Now we come to a most important theosophical idea. This human goal of perfection has already been reached by some people. Such perfect ones are known as World Saviours, Adepts, Masters of the Wisdom. These super-human beings constitute the Inner Government of the world and are the true spiritual Teachers and Inspirers of humanity.

How is this state of perfection or adeptship attained? Theosophy replies: By a succession of lives here on earth. The goal of human perfection is attained through a series of incarnations in material vehicles, which are newly formed during the pre-natal period of each succeeding life. Involved in this idea of evolution is a further most important truth, which is that all such human incarnations are connected with each other by the operation of the law of cause and effect – or readjustment. All actions, feelings, and thoughts produce their own natural and appropriate reaction. Such reactions may follow their causative actions immediately, later in the same life, or in succeeding incarnations.
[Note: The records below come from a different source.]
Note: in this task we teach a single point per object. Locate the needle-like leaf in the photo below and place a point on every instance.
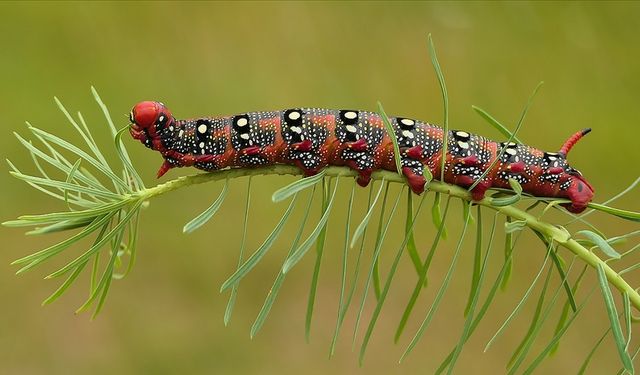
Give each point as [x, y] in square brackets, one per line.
[207, 214]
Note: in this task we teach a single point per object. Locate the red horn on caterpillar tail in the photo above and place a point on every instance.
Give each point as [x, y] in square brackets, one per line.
[568, 145]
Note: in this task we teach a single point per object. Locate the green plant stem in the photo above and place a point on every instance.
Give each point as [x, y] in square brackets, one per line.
[548, 230]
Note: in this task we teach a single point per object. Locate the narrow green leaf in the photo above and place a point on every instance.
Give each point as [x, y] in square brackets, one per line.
[70, 147]
[508, 249]
[627, 318]
[326, 186]
[511, 227]
[356, 274]
[613, 318]
[537, 320]
[600, 242]
[496, 124]
[436, 215]
[207, 214]
[423, 275]
[445, 103]
[481, 313]
[629, 215]
[365, 221]
[506, 201]
[65, 185]
[260, 252]
[411, 243]
[306, 245]
[42, 255]
[275, 288]
[70, 215]
[612, 199]
[122, 151]
[376, 265]
[131, 246]
[556, 338]
[35, 152]
[392, 135]
[467, 329]
[443, 288]
[116, 229]
[296, 186]
[587, 360]
[387, 286]
[74, 169]
[55, 295]
[521, 303]
[234, 290]
[477, 264]
[343, 279]
[511, 138]
[61, 226]
[570, 304]
[374, 260]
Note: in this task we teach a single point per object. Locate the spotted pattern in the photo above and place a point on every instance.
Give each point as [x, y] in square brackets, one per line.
[313, 138]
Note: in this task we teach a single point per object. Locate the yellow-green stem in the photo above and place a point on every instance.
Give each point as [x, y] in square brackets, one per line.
[548, 230]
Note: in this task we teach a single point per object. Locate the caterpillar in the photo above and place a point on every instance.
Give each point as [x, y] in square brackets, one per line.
[313, 138]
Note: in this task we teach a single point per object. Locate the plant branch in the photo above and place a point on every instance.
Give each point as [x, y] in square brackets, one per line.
[550, 231]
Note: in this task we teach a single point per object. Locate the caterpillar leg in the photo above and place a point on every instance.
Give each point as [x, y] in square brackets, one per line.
[413, 159]
[358, 159]
[308, 161]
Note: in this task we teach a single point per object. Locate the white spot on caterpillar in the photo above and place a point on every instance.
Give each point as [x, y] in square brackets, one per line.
[294, 116]
[350, 115]
[407, 133]
[408, 122]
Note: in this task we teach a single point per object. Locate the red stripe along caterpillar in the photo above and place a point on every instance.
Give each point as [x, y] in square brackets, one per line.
[313, 138]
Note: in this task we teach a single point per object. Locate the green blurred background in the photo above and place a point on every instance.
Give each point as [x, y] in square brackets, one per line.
[221, 58]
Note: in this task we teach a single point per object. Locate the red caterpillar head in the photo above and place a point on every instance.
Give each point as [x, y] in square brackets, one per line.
[579, 191]
[147, 120]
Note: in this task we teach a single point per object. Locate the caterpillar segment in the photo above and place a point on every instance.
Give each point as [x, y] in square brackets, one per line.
[314, 138]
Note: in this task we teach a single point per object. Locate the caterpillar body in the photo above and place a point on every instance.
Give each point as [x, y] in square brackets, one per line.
[313, 138]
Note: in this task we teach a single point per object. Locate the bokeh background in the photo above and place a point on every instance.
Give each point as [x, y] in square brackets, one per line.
[221, 58]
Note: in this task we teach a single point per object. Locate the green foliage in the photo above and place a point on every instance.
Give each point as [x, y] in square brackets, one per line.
[109, 215]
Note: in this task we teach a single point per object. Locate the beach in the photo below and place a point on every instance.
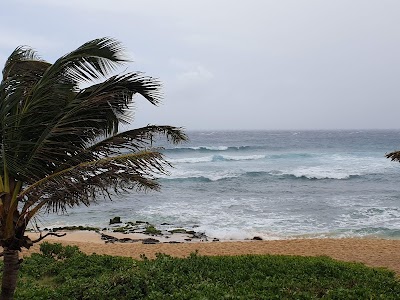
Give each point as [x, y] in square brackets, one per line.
[372, 252]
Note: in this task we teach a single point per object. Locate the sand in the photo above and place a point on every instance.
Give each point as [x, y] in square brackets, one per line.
[372, 252]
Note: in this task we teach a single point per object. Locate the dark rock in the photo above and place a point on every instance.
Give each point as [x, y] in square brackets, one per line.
[115, 220]
[150, 241]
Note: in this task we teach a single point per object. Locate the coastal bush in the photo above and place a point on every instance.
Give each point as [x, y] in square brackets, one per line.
[80, 276]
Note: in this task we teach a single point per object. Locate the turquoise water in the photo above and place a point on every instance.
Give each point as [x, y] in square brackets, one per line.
[273, 184]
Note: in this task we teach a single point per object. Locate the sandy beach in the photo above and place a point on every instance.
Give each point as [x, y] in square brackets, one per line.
[372, 252]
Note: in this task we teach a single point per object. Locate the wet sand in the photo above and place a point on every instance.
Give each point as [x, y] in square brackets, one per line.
[372, 252]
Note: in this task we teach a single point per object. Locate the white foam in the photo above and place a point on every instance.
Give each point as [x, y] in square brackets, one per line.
[243, 157]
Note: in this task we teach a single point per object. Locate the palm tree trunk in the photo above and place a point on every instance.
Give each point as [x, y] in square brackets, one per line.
[10, 274]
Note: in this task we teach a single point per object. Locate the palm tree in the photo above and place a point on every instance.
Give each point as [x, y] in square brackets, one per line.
[60, 142]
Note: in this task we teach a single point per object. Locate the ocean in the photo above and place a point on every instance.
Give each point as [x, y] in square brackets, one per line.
[271, 184]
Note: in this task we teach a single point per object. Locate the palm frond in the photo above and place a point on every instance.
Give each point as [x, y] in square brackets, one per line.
[23, 59]
[94, 112]
[84, 183]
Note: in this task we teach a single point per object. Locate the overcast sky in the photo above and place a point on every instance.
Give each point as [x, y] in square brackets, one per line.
[225, 64]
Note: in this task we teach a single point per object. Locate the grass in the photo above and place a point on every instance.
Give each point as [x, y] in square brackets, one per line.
[66, 273]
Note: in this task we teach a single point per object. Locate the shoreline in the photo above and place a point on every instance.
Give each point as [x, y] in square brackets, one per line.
[372, 252]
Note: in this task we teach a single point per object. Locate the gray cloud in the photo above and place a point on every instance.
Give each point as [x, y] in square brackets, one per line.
[237, 64]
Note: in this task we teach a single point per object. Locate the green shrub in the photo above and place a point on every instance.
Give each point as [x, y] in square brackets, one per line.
[80, 276]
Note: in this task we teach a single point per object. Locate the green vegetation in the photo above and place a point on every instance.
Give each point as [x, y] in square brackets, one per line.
[61, 139]
[66, 273]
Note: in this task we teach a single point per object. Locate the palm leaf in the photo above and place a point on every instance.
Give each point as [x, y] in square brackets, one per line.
[85, 182]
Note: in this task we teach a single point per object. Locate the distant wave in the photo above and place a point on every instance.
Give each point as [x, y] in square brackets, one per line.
[216, 158]
[209, 149]
[261, 175]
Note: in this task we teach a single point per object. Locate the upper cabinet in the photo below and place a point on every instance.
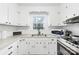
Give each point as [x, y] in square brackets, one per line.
[3, 13]
[13, 14]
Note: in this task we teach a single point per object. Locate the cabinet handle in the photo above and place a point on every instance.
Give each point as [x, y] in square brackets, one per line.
[10, 47]
[23, 39]
[52, 39]
[10, 53]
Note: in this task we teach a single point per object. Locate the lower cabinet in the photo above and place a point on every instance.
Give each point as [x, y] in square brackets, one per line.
[9, 50]
[32, 46]
[38, 46]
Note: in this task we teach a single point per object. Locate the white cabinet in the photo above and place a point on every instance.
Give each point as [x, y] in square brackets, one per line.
[39, 46]
[21, 46]
[8, 13]
[3, 13]
[9, 50]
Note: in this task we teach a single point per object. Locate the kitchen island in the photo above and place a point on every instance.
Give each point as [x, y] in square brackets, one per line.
[29, 45]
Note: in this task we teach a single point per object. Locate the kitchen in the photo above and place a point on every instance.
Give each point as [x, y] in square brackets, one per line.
[39, 29]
This law of cause and effect works something like this: actions motivated by love, service and unselfishness produce pleasure and a growing freedom of self-expression, which encourage the actor to repeat them. But actions motivated by dislike, greed and selfishness produce pain and an increasing limitation of self-expression, which discourage the actor from repeating them. Such is the law.

Suffering then is not retribution imposed by the Deity, as a punishment inflicted from above. Neither is pain an accidental adversity. All pain is self-inflicted, and is designed to inform the actor of transgressions. The law is therefore truly beneficent and educative in its ultimate effect.

The way to escape from sorrow is defined in the Lord Christ’s Sermon on the Mount and in that teaching of the Lord Buddha called the Noble Eightfold Path. Here according to Buddhism are the eight ways to enduring happiness: Right Belief, Right Thought, Right Speech, Right Action, Right Means of Livelihood, Right Exertion, Right Remembrance, Right  Meditation. The Lord Buddha summed up these teachings on the way to happiness in these words: “To cease from sin, to get virtue, to purify the heart, to serve the world.”

Such are some of the teachings of Theosophy concerning the evolution of the spiritual soul to the stature of the perfect person.

Originally titled Man’s Spiritual Self and its Goal of Perfection and taken from a condensed version of an article in Theosophy in New Zealand, December 2006 and published in Theosophical Digest Vol. 22 No. 2.
 

Geoffrey Hodson (1886-1983) was a theosophical author and international lecturer, occultist and super-physical researcher, Liberal Catholic priest, Co-Freemason (32 degrees) and humanitarian. Born and bred in England, Geoffrey eventually became a New Zealand citizen living in Auckland and inspiring all those who met him. Information about his rich inner life is contained in his books: Light in the Sanctuary, The Occult Diary of Geoffrey Hodson, The Yogic Ascent to Spiritual Heights and Illuminations of the Mystery Tradition.